Question: What is the medical research telling us about the therapeutic potential of psilocybin mushrooms?
LJ: The podcast expands on the emerging research which shows how psilocybin is being used in an experimental therapeutic context, to help people work with depression, anxiety, post-traumatic stress, end-of-life anxiety in terminal cancer patients, and addictions such as to alcohol and nicotine.
Research by a medical team at Imperial College London has shown that psilocybin isn’t like current antidepressants, where you take a tablet a day to keep the drug constantly present in your body to have the effect. Evidently, the effects of psilocybin are rooted in the subjective experience someone has while they have a “dosing session” on it, that brings about positive mood and behaviour changes that last for weeks and even months after the substance has left the body.
The research involved a three-month programme for people suffering from treatment-resistant depression - where years of talk therapy and antidepressants had been successful.
The weekly sessions involved traditional talk therapy, either to prepare them for a “dosing” session with the psilocybin, or to help them integrate what happens during the dosing session.
They only had two dosing sessions in the entire programme with the participants in a relaxed setting, lying on a couch, wearing an eye mask and listening to a pre-selected playlist of music, which is integral to the experience.
Two trained therapists sat with them through these four-hour sessions.
The first session used a mild dose of psilocybin and the second involved a more intense dosing.

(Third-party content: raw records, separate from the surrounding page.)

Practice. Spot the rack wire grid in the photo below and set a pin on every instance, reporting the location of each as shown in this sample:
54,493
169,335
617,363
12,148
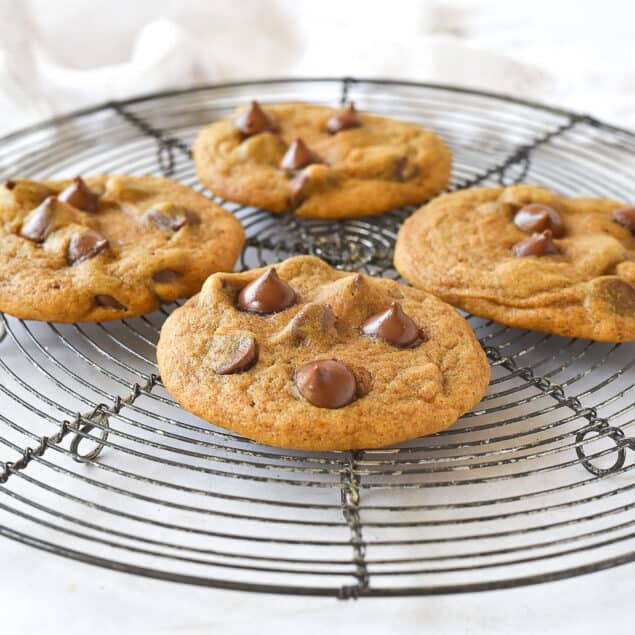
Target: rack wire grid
100,465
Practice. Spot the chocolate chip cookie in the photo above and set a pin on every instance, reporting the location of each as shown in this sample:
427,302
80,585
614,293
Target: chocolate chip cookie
320,162
300,355
107,247
528,258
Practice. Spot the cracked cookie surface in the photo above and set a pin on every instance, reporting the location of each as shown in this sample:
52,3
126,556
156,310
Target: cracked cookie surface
338,360
109,247
320,162
527,257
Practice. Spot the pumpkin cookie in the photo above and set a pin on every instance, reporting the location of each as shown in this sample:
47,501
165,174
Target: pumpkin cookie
320,162
109,247
300,355
527,258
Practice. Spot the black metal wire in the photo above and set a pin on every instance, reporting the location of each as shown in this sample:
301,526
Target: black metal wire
98,464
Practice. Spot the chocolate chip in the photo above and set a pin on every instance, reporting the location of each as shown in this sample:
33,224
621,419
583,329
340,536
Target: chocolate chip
326,383
109,301
171,216
79,195
393,326
266,294
403,170
298,156
255,120
298,189
242,354
625,217
37,224
619,294
165,276
344,120
84,246
536,245
536,218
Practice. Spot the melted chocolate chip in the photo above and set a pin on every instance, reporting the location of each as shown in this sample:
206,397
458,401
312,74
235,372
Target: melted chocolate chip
393,326
298,156
37,224
84,246
344,120
172,217
241,356
80,196
625,217
326,383
266,294
536,245
536,218
165,276
109,301
255,120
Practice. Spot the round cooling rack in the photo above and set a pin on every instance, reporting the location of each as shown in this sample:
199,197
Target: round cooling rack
97,463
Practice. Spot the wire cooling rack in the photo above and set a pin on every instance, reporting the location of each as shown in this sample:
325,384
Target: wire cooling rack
98,464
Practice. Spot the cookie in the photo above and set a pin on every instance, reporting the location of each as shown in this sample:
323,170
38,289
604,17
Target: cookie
527,258
320,162
300,355
109,247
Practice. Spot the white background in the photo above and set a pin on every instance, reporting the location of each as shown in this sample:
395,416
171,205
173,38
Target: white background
60,56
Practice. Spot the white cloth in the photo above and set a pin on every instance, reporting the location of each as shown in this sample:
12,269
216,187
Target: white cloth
60,56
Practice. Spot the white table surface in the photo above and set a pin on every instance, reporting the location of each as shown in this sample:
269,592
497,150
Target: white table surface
571,54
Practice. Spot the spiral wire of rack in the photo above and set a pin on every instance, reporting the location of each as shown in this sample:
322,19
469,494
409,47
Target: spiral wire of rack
98,464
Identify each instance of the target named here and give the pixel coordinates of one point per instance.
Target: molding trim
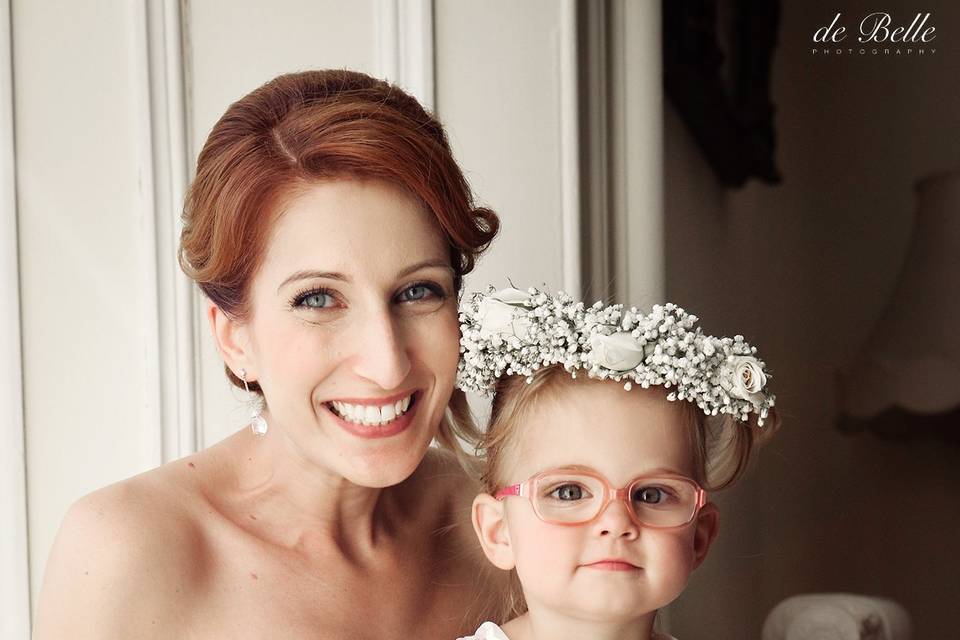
(14, 544)
(405, 43)
(171, 397)
(636, 151)
(595, 101)
(570, 151)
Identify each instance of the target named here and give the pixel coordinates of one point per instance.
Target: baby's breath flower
(512, 332)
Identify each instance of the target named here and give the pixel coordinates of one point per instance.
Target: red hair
(304, 127)
(309, 126)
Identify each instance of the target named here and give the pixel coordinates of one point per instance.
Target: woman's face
(353, 332)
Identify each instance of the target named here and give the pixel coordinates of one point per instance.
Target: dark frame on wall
(717, 77)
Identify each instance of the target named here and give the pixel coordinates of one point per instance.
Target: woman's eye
(419, 292)
(568, 492)
(315, 300)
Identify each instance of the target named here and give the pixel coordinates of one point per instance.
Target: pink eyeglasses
(579, 496)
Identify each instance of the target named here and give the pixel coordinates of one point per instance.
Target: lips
(373, 430)
(612, 564)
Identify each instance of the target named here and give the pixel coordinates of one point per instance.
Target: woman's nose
(615, 521)
(381, 351)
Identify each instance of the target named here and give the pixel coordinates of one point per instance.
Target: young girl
(594, 473)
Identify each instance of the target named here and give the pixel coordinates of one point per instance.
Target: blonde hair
(721, 447)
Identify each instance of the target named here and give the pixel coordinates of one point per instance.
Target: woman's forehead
(352, 226)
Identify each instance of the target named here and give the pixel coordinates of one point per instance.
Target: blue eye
(568, 492)
(649, 495)
(316, 299)
(420, 292)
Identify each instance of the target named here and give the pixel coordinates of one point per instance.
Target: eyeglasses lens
(663, 502)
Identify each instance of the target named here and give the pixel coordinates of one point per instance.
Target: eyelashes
(301, 296)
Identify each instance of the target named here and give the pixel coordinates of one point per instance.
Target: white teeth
(388, 412)
(371, 415)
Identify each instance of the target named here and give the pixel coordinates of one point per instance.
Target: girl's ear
(232, 340)
(491, 526)
(708, 524)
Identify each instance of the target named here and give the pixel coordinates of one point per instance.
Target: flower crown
(513, 332)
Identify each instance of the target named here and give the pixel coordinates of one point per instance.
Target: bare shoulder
(120, 563)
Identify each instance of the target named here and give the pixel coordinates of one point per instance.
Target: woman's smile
(374, 417)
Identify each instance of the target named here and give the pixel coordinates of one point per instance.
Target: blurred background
(711, 154)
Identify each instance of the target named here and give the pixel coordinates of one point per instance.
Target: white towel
(837, 616)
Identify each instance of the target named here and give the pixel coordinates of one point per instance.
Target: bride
(329, 227)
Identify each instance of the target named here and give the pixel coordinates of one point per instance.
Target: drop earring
(257, 422)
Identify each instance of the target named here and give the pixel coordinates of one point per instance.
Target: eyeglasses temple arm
(512, 490)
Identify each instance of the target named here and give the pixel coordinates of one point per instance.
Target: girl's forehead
(620, 433)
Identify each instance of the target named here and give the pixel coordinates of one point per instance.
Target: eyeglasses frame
(610, 494)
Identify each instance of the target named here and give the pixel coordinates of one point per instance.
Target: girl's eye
(649, 495)
(569, 492)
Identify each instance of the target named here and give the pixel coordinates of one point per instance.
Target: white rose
(499, 318)
(744, 378)
(618, 352)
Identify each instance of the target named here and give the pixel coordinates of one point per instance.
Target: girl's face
(611, 569)
(353, 333)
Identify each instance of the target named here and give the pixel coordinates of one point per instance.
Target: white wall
(109, 117)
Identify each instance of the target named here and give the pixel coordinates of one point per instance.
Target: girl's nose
(381, 355)
(615, 521)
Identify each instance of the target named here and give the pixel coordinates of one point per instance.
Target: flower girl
(606, 426)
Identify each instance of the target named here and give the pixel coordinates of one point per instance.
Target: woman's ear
(708, 525)
(490, 523)
(232, 340)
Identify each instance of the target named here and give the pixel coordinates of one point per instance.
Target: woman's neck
(294, 503)
(543, 624)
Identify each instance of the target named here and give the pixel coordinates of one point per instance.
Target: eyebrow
(309, 274)
(648, 472)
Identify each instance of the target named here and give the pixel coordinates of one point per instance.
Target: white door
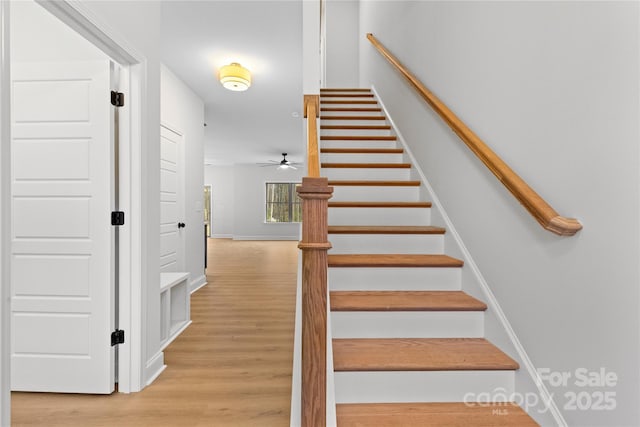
(171, 201)
(62, 278)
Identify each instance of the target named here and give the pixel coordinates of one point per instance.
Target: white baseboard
(197, 283)
(491, 301)
(155, 366)
(263, 237)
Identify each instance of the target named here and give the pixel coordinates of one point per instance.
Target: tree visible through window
(283, 203)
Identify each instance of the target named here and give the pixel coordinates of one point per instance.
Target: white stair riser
(364, 193)
(407, 324)
(393, 174)
(379, 216)
(356, 132)
(422, 386)
(355, 122)
(358, 144)
(387, 243)
(360, 158)
(350, 113)
(394, 279)
(339, 96)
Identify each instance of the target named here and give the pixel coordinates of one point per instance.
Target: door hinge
(117, 337)
(117, 218)
(117, 99)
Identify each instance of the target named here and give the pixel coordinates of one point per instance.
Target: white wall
(239, 202)
(138, 23)
(183, 110)
(342, 43)
(5, 200)
(29, 21)
(552, 87)
(222, 182)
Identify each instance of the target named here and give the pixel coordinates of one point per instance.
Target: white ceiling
(265, 37)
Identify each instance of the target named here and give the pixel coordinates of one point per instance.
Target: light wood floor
(231, 367)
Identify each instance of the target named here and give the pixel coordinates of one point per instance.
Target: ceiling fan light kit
(283, 164)
(235, 77)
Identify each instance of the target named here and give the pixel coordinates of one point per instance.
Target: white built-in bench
(175, 307)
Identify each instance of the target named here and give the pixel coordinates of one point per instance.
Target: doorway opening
(131, 119)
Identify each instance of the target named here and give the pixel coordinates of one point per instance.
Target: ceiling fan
(281, 164)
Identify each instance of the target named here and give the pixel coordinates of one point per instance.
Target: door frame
(133, 121)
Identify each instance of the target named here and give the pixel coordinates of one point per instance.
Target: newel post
(315, 194)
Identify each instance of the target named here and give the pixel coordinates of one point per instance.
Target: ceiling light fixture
(235, 77)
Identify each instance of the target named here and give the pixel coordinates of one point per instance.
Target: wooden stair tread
(374, 109)
(419, 354)
(393, 260)
(380, 183)
(348, 89)
(379, 204)
(440, 414)
(367, 165)
(404, 301)
(362, 150)
(385, 229)
(335, 101)
(353, 118)
(358, 138)
(346, 95)
(356, 127)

The results were remarkable. Most participants saw an immediate and significant drop in the usual symptoms of depression, with some cases lasting for months after the treatment. A small number of the people reported no benefits during the dosing sessions, or afterwards. But most reported significant changes in their mood and state of mind. Six months after the study, most of them were still doing well; with about a third saying they were depression-free.
Some of these participants reported that the depression began to return after about three months. This parallels with the anecdotes I picked up from the local community, where some people say they need to do these ceremonial journeys about every three or four months, to keep their depression at bay. Something happens during the psychedelic experience that seems to rewire the brain away from locked-in negative emotional reactions and patterns.

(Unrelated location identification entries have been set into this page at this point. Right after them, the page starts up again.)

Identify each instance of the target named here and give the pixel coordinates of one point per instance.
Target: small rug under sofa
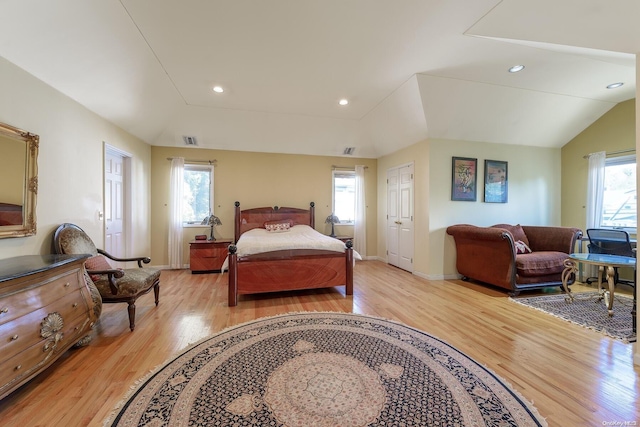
(589, 311)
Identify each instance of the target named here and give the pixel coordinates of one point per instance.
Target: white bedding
(260, 240)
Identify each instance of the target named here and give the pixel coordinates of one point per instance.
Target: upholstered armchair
(115, 285)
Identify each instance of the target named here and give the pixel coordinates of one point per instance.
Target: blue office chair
(611, 242)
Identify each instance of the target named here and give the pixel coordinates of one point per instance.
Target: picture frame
(496, 181)
(464, 179)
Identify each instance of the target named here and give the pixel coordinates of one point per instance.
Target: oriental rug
(588, 310)
(323, 369)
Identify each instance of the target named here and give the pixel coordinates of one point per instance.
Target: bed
(283, 268)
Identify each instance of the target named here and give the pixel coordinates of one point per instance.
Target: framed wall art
(464, 173)
(496, 181)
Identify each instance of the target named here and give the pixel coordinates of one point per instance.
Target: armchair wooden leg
(156, 291)
(132, 315)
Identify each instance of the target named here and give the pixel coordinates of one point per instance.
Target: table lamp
(213, 221)
(332, 219)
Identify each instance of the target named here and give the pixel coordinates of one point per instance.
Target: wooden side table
(344, 238)
(207, 256)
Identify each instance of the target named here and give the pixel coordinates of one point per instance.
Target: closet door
(400, 233)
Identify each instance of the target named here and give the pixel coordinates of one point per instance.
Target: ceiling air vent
(189, 140)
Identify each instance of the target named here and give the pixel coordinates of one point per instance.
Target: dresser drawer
(17, 335)
(21, 366)
(21, 303)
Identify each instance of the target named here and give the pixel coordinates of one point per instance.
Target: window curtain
(595, 189)
(360, 228)
(175, 212)
(595, 196)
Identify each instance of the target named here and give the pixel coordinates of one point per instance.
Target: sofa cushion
(516, 231)
(521, 247)
(540, 263)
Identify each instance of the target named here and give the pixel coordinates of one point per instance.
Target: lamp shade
(332, 219)
(214, 220)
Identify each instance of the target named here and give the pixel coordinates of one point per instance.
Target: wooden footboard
(289, 270)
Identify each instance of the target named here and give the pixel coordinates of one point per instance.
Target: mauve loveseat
(489, 254)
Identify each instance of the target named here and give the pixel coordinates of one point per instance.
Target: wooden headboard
(249, 219)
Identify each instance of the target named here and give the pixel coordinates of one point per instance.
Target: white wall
(70, 163)
(533, 198)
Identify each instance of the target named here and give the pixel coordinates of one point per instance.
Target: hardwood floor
(573, 376)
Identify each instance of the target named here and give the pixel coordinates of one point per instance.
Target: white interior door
(400, 232)
(405, 217)
(114, 186)
(392, 217)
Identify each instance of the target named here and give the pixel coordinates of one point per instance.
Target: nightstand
(344, 238)
(207, 256)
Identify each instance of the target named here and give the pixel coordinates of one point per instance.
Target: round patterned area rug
(323, 369)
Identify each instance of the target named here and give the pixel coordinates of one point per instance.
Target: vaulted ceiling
(411, 69)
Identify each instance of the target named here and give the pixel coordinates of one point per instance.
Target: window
(344, 196)
(197, 202)
(619, 200)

Question: What are the risks and dangers involved in using hallucinogenic mushrooms?
This isn’t a silver-bullet treatment, where one or two psychedelic trips suddenly “fix” your depression or alcoholism. The “trip” needs to be done in a safe, contained environment. The lab research, and the anecdotal reports from the local psychedelic community, indicate that there needs to be careful screening before people do it - for instance, people with a family history of psychosis or schizophrenia shouldn’t try this route. It also needs to have pre- and post-dosing preparation, support and integration. This can only happen properly, though, if the substance is legalised.

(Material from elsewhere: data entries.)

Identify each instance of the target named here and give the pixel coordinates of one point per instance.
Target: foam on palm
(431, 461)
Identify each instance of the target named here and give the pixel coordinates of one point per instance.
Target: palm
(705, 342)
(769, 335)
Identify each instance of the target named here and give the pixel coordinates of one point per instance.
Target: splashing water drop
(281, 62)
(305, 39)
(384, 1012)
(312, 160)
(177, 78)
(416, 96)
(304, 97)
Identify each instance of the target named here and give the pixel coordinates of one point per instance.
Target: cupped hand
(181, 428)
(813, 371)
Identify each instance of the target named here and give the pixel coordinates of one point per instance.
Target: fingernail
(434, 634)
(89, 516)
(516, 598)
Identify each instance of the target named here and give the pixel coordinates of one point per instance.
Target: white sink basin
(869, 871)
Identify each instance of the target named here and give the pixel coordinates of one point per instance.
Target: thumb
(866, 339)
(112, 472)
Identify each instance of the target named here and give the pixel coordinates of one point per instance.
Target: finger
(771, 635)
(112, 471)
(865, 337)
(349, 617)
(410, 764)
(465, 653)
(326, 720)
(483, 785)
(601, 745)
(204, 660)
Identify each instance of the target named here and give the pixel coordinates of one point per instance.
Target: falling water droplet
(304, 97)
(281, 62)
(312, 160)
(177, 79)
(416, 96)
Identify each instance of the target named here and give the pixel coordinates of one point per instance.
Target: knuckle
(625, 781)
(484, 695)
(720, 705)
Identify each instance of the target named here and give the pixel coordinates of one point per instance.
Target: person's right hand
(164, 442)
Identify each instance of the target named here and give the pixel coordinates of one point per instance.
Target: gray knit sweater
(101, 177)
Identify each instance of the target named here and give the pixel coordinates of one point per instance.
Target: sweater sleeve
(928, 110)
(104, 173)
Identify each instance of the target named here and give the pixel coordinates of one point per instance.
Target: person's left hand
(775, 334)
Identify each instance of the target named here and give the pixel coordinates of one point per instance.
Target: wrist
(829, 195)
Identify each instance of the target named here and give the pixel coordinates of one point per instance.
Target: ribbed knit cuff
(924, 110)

Question: What are your expectations of the 2018 trial?
LJ: I hope that it gets a progressive judge who wants to see the best evidence presented.
In the cannabis trial that’s happening in the Pretoria High Court this month, we have seen a small, but vocal lobby that’s opposing the decriminalisation of cannabis. They’re driving a conservative, ideological agenda.
This group’s arguments aren’t based on rational scientific investigations and they don’t represent the majority of the medical consensus on the issue, however, because they’re so vocal, they have claimed a disproportionate amount of airtime, and snarled up the courts to prevent important evidence being heard. They’re also fanning moral panic.
It would be a shame if a similar agenda prevented the courts from hearing the evidence about the potential therapeutic benefits of psilocybin for treating mood disorders and addictions.